Alantra, Others Said To Mull Stake Sale in Spain's Salto Systems
A group of shareholders in Salto Systems SL are weighing a sale of their stakes in the Spanish electronic locks manufacturer, according to people familiar with the matter. The investors could aim to sell between 10% and 30% of their holdings. Alantra Partners SA is among the investors mulling a divestment in Salto, which could be valued at more than €1 billion.
Discussions are in early stages and the investors could decide not to proceed. Alantra and three investment funds—Sofina, Peninsula Capital and Florac—own a combined 30% in Salto, but only Sofina has disclosed the exact size of its holding, which is 12.2%. Company founders and private investors own the rest.

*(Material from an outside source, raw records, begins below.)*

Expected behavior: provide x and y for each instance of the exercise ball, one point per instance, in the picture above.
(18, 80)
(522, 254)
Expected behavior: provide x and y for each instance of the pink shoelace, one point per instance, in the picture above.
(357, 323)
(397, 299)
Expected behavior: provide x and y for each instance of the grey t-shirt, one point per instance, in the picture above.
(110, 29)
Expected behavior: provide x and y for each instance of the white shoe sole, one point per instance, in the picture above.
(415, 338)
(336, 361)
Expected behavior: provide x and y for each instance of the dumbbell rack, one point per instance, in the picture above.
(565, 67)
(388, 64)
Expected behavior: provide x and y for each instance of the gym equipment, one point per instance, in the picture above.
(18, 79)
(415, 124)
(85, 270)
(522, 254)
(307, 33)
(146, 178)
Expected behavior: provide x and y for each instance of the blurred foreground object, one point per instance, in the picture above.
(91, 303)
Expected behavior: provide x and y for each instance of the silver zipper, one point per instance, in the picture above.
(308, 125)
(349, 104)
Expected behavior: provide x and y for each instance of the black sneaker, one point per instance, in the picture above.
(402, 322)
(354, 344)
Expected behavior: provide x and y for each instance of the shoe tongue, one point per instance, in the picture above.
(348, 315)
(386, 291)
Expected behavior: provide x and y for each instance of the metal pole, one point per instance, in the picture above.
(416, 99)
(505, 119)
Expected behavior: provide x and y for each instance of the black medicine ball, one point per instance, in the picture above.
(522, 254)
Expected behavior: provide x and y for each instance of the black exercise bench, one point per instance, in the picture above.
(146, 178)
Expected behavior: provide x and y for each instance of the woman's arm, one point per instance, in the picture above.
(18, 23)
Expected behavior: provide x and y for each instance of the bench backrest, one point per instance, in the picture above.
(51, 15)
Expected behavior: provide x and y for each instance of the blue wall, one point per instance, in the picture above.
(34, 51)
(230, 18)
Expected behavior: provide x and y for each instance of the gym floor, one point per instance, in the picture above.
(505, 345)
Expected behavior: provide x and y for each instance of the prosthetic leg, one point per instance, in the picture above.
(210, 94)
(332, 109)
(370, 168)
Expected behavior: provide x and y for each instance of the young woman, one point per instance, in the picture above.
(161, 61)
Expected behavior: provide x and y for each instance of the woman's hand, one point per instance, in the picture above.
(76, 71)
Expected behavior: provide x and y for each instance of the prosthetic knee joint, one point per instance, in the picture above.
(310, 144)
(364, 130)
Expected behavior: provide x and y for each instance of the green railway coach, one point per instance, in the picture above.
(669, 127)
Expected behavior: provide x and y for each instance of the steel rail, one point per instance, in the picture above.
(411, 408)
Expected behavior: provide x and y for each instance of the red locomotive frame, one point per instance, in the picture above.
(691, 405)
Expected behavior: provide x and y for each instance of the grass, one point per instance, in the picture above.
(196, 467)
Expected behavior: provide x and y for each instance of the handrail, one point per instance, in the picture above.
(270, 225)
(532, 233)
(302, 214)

Sofina, Peninsula and Florac acquired their stakes in 2020, when Salto carried out a €125 million capital increase to help fund the acquisition of Austrian rival Gantner. At the time, Alantra sold a 5% stake it already owned in Salto and re-acquired a stake by taking part in the capital increase.
Why the Move Happened
The timing of the potential stake sale aligns with a broader trend of investors re-evaluating their positions in private companies. Salto’s operations span more than 40 countries and had more than €400 million in sales, according to Sofina's website. Investors may be seeking liquidity amid shifting market dynamics.

Alantra has previously advised on similar transactions. In another deal, Alantra acted as sell-side advisor to UNICRE on the divestment of its non-performing consumer finance exposures in Portugal, with a total gross book value of approximately €150 million.
How Markets Responded
Market reactions to the potential sale remain muted, as the discussions are still in the early stages. Representations from Alantra, Salto Systems, Peninsula, Florac, and Sofina declined to comment. However, the sale could attract significant interest due to the company's strong international footprint.
The broader investment landscape has seen a surge in stake sales and divestments. For instance, Olam Group announced progress in its disposal of a 32.4% stake in port operator Arise P&L to Dubai-based Equitane DMCC. This transaction underscores a growing trend among corporations to streamline operations and focus on core businesses.
What Analysts Are Watching
Analysts are monitoring whether the potential stake sale will trigger a broader wave of similar moves in the private equity and venture capital sectors. The outcome of the sale could signal investor sentiment toward long-term holdings in high-growth technology and industrial firms.
The tax implications of such sales have also become a focal point. For example, in India, the Supreme Court recently rejected Tiger Global's plea for tax exemption in its 2018 stake sale in Flipkart. This ruling set a precedent for how international investors from treaty countries can structure their investments in emerging markets.
Investors are also watching how the deal will be structured and whether it will involve a strategic buyer with complementary capabilities or a financial investor seeking value creation through operational improvements. Given Salto's position in the electronic locks and security systems market, a strategic buyer could offer significant growth opportunities.